Supply chain resiliency can also be improved by increasing insight and visibility into downstream supply chain partners. While retailers have strong outbound logistics networks, they lack visibility and control of their inbound transportation networks—a group that includes their CPG partners! Both retailers and CPG companies have very limited visibility into their second-tier suppliers, which leaves CPG companies relatively blind to potential raw material disruptions and component shortages.

The high-tech industry also faces constraints in the supplier dimension that inhibit its resiliency. Companies in the high-tech industry face a somewhat unique supply chain challenge because most of their products are designed around a specific processor. Processors cannot be easily substituted once designed into a product, and since a design is typically employed for two to five years, supply chain redundancy alternatives will be limited. Fortunately, extensive effort is put into ensuring processor supply chain disruptions rarely occur (outside of instances of governmental intervention).
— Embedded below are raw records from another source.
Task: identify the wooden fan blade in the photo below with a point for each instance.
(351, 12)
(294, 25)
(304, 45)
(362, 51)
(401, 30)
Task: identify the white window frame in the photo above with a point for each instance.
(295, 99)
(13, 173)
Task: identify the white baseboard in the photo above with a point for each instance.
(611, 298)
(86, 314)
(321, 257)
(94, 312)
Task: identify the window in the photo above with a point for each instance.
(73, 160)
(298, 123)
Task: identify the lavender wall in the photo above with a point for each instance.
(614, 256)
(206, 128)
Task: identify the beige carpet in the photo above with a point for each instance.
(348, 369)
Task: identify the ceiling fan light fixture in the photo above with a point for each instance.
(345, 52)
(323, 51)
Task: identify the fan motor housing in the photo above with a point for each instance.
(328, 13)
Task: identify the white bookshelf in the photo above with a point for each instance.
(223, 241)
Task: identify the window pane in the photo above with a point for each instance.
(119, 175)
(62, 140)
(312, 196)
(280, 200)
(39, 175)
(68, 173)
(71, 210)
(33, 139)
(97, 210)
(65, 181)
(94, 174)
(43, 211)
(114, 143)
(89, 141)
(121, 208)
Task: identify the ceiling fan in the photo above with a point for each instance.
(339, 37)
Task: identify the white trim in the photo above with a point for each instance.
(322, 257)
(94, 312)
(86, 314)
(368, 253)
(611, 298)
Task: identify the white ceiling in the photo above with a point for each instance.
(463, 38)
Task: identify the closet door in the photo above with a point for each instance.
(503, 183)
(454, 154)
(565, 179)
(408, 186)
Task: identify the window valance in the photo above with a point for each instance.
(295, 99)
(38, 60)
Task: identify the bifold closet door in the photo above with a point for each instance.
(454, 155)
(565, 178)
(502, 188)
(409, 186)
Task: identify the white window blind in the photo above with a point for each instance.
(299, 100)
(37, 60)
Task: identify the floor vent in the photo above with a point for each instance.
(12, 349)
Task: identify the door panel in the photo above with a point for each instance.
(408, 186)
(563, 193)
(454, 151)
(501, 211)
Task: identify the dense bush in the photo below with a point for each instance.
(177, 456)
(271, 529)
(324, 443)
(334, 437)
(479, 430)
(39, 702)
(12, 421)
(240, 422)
Yet the threat of catastrophic supply interruption is real, as companies worldwide have shifted their manufacturing to China—initially for cost reasons, and now because of the vast high-tech ecosystem that has been developed there.
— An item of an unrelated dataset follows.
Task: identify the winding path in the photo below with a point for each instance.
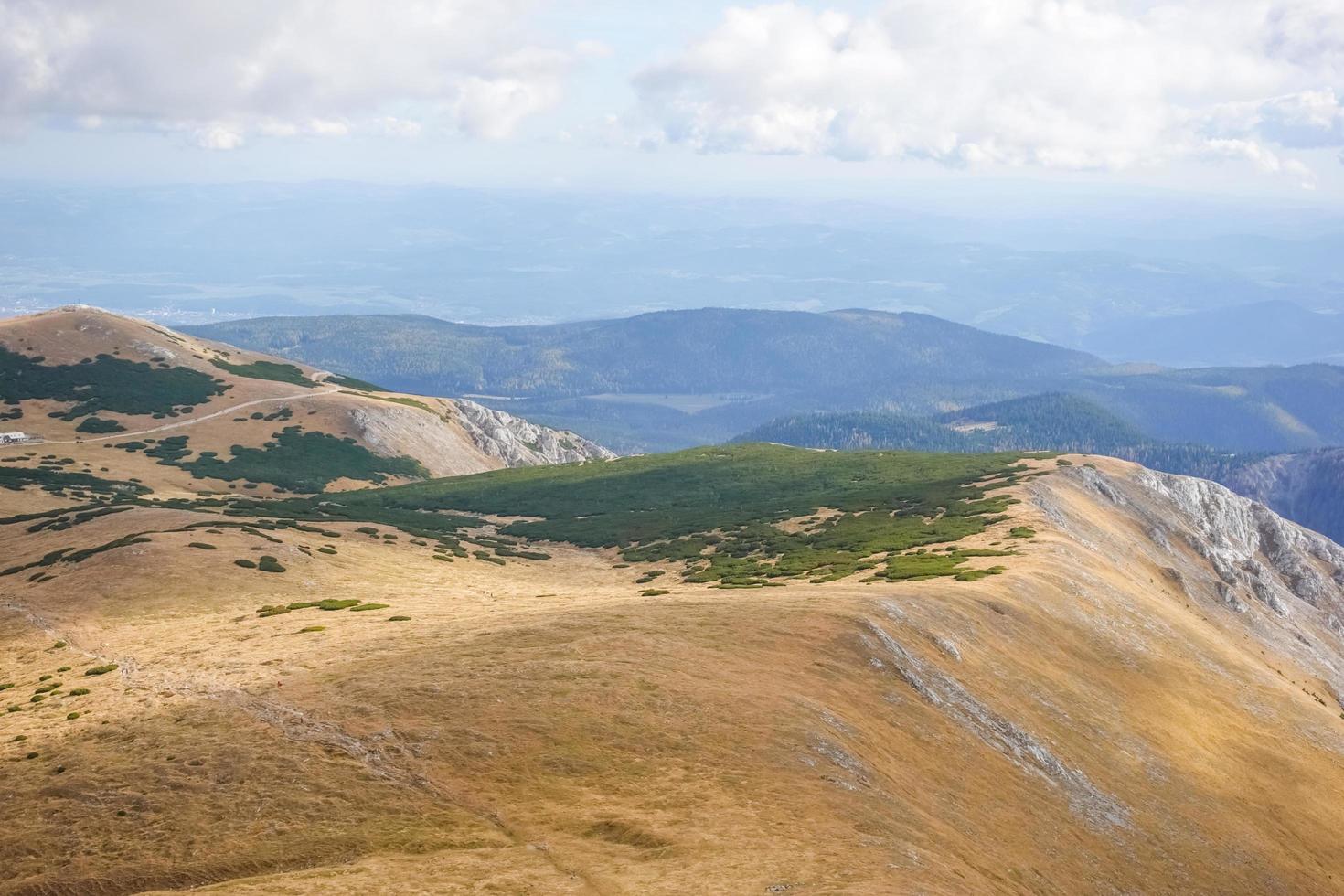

Accentuating the risk posed by the single-country component ecosystem for the high-tech industry is the prevalence of contract manufacturing, which has become standard practice in the high-tech industry. Now, most high-tech companies lack visibility into the base of component suppliers. Even those high-tech companies that source key components themselves rarely focus on components beyond the top 20 or so of their bill of materials. Instead they rely upon their manufacturing partners to manage that portion of spend and any supply visibility and/or delivery challenges that may exist. This creates a major risk not only for the company but also for the entire industry. Increasingly, it will also create risks for the many other industries that rely upon high-tech products, such as the automotive, consumer, medical, and industrial sectors.

Geography

We know that every border that has to be crossed to move raw materials, components, and finished goods introduces any number of risks for the supply chain. Selling in the same country where you manufacture thus reduces risk for some percentage of your sales. This strategy has been a boon to those companies that sell their products in the low-cost countries that they have come to rely on for goods production.
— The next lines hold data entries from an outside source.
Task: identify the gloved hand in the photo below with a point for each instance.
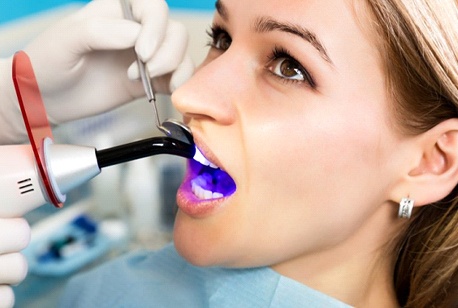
(14, 236)
(81, 62)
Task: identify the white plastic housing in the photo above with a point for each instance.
(20, 187)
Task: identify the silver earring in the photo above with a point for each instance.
(405, 208)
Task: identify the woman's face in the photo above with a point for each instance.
(291, 103)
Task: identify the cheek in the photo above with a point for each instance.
(323, 176)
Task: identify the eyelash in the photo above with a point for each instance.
(278, 53)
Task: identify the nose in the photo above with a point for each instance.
(212, 91)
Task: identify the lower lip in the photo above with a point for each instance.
(192, 206)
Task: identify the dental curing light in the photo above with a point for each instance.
(42, 171)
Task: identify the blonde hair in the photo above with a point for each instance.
(419, 47)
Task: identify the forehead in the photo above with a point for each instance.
(340, 24)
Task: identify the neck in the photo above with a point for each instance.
(358, 271)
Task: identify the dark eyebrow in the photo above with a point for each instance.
(221, 9)
(267, 24)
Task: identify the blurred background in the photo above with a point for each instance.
(127, 207)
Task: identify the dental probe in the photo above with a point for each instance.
(170, 127)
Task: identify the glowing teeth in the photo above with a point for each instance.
(204, 194)
(201, 159)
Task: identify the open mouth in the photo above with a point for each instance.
(208, 180)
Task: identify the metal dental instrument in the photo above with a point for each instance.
(170, 127)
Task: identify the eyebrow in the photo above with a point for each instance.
(267, 24)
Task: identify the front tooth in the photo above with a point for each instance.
(198, 156)
(217, 195)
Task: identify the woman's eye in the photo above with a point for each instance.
(219, 38)
(287, 68)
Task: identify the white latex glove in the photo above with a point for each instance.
(14, 236)
(81, 62)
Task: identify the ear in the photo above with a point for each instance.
(436, 172)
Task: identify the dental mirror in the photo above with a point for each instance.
(170, 127)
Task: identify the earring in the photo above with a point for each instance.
(405, 208)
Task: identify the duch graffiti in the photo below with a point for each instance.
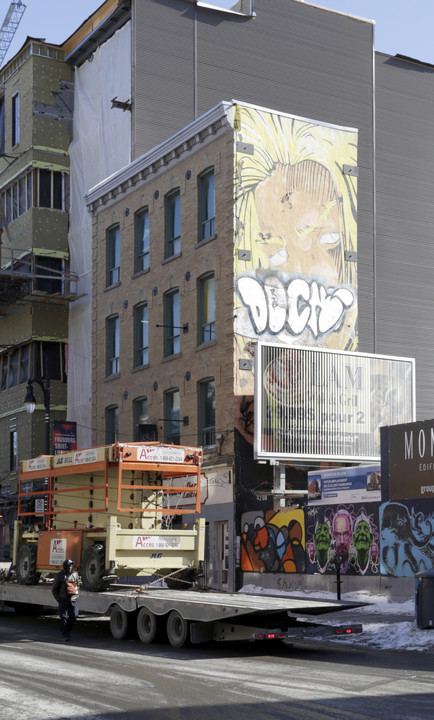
(295, 233)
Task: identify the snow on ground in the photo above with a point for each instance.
(382, 627)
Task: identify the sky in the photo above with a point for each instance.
(402, 27)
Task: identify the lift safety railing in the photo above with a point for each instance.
(170, 463)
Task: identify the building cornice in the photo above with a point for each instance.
(216, 121)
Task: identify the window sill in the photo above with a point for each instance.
(172, 257)
(205, 241)
(140, 367)
(110, 287)
(171, 357)
(140, 273)
(203, 346)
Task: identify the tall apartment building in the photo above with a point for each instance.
(46, 104)
(35, 282)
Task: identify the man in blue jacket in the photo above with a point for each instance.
(65, 591)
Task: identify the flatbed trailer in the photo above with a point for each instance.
(193, 616)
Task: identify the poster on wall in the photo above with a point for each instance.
(295, 234)
(64, 436)
(411, 460)
(312, 403)
(344, 485)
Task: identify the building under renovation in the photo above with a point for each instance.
(237, 200)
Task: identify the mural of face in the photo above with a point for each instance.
(298, 213)
(322, 540)
(362, 542)
(342, 535)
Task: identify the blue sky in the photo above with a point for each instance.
(402, 26)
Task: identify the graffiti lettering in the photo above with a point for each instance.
(274, 305)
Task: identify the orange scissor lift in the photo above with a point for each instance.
(115, 510)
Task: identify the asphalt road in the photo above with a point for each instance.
(98, 678)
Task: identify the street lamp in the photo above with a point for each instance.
(30, 404)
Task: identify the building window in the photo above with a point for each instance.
(140, 415)
(172, 416)
(141, 241)
(206, 297)
(113, 255)
(112, 328)
(172, 321)
(15, 119)
(13, 450)
(141, 335)
(206, 204)
(18, 198)
(2, 125)
(206, 396)
(111, 424)
(173, 224)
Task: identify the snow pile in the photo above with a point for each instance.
(382, 627)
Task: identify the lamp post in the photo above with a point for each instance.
(30, 404)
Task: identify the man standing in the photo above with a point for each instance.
(65, 590)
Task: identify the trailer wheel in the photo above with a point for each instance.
(147, 625)
(92, 568)
(26, 565)
(122, 623)
(178, 630)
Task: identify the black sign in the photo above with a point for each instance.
(411, 460)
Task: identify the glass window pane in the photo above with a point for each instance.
(141, 335)
(44, 188)
(142, 241)
(113, 255)
(24, 364)
(112, 424)
(172, 322)
(206, 309)
(173, 224)
(206, 205)
(57, 190)
(112, 345)
(172, 416)
(207, 412)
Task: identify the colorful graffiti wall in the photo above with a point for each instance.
(273, 541)
(349, 532)
(406, 537)
(295, 234)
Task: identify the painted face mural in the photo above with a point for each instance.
(295, 232)
(407, 539)
(273, 542)
(347, 533)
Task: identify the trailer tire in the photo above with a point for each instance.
(178, 630)
(147, 625)
(122, 623)
(26, 565)
(92, 568)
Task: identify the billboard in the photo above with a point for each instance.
(344, 485)
(411, 461)
(326, 404)
(295, 259)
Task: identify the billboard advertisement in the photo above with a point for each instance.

Product portfolio/platforms

Another way to reduce risks and supply interruptions is by designing and making simpler products that use relatively few parts or components. Similarly—though it sounds counterintuitive at first—products designed and built with ingrained software can actually reduce manufacturing complexity by making it possible to modify the built-in functionality of a product with the flip of a virtual switch. Under this strategy, customers pay only for the features that they value, increasing product flexibility and sales options without increasing manufacturing complexity—essentially, this brings the “software-as-a-service” business model into the physical world of objects like automobiles and appliances. 

Working capital

Finally working capital can be wielded as a strategic weapon and help increase resilience in the supply chain. It can be used to lock in supply by, for example, using it to make mass buys of raw materials or of common components that are used across a company’s products. It can even be used to lock in suppliers through strategic supplier management efforts such as investing in a key supplier’s capabilities and facilities.

Overcoming constraints and identifying opportunities

Clearly, traditional approaches to supply chain management are no longer sufficient. Cost and performance remain important, but it is also critical to identify opportunities in the supply chain to reduce risk exposure through increased flexibility and redundancy. The supply chain strategy must evolve if we are to take any positives away from the COVID-19 pandemic and emerge stronger, more competitive, and better able to thrive when faced with the next crisis.